The lead-sheathed cables in part of AT&T's network may not be cause for concern. According to CEO John Stankey, independent experts "have given us no reason to believe these cables pose a public health risk." But even so, AT&T is working with the U.S. Environmental Protection Agency to resolve the issue.

Facts about the extent of the lead problem, such as cleanup costs, are lacking right now. So an investment decision should be based on the company's performance. One key consideration is AT&T's free cash flow (FCF), which is indicative of the company's ability to fund its dividend.

In the first quarter, AT&T reported $1 billion in FCF. This result contributed to the company's share price decline, since the amount was substantially less than the $2.8 billion generated in Q1 2022.

But that story changed substantially in the second quarter, as AT&T generated $4.2 billion in FCF compared to $1.4 billion in the prior year. As a result, the first half's FCF stood at a much-improved $5.2 billion compared to 2022's $4.2 billion.

The company also expects full-year FCF to reach at least $16 billion, thanks in part to lower capital expenditures. This would be a significant increase from 2022's $14.1 billion.

Other considerations before deciding on AT&T stock

Another factor in AT&T's favor is its position as the largest U.S. telecom company based on wireless subscriptions, commanding a 46% market share compared to second-place Verizon's 29%.

AT&T successfully grew postpaid mobile phone subscribers, the telecom industry's most valuable customer segment, over the years since Stankey became CEO in the summer of 2020. He took total postpaid mobile subscribers from 74.9 million in Q2 2020 to 85.8 million this year, an impressive run of 12 consecutive quarters of customer growth.

Subscriber growth helped AT&T increase first-half revenue this year, rising to $60.1 billion from $59.4 billion in the prior year. Mobile revenue accounted for $40.9 billion of that total.

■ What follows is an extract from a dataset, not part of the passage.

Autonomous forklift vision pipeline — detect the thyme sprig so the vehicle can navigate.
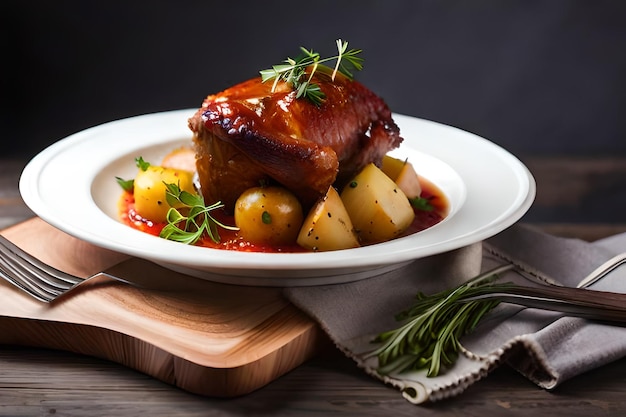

Despite the successes, one concerning factor is AT&T's massive debt load. The company's net debt stood at $132 billion at the end of Q2. Implementing a 5G network is not cheap. AT&T spent $35 billion over the past three years just to acquire the spectrum needed for its wireless network.

The company is working to reduce its debt while remaining committed to the dividend. AT&T is devoting a portion of its FCF toward debt reduction after paying dividends with the goal of achieving a net debt-to-adjusted EBITDA ratio in the range of 3x by the end of this year, and 2.5x by the first half of 2025.

To buy or not to buy AT&T shares

Along with its focus on debt reduction, AT&T eliminated $6 billion in costs under Stankey's tenure, and committed to cutting another $2 billion over the next three years. This cost reduction further strengthens AT&T's financial health, and improves the company's appeal as an income investment since reduced costs increase the likelihood AT&T can sustain its dividend.

AT&T's FCF situation is looking healthy, and poised to improve over the next few years thanks to cost cutting. The company's consistent trend of customer growth and market-leading share of wireless subscriptions are additional strengths.

Combined with a commitment to both the dividend and to debt reduction, AT&T's dividend looks secure. These factors make AT&T a worthwhile income investment.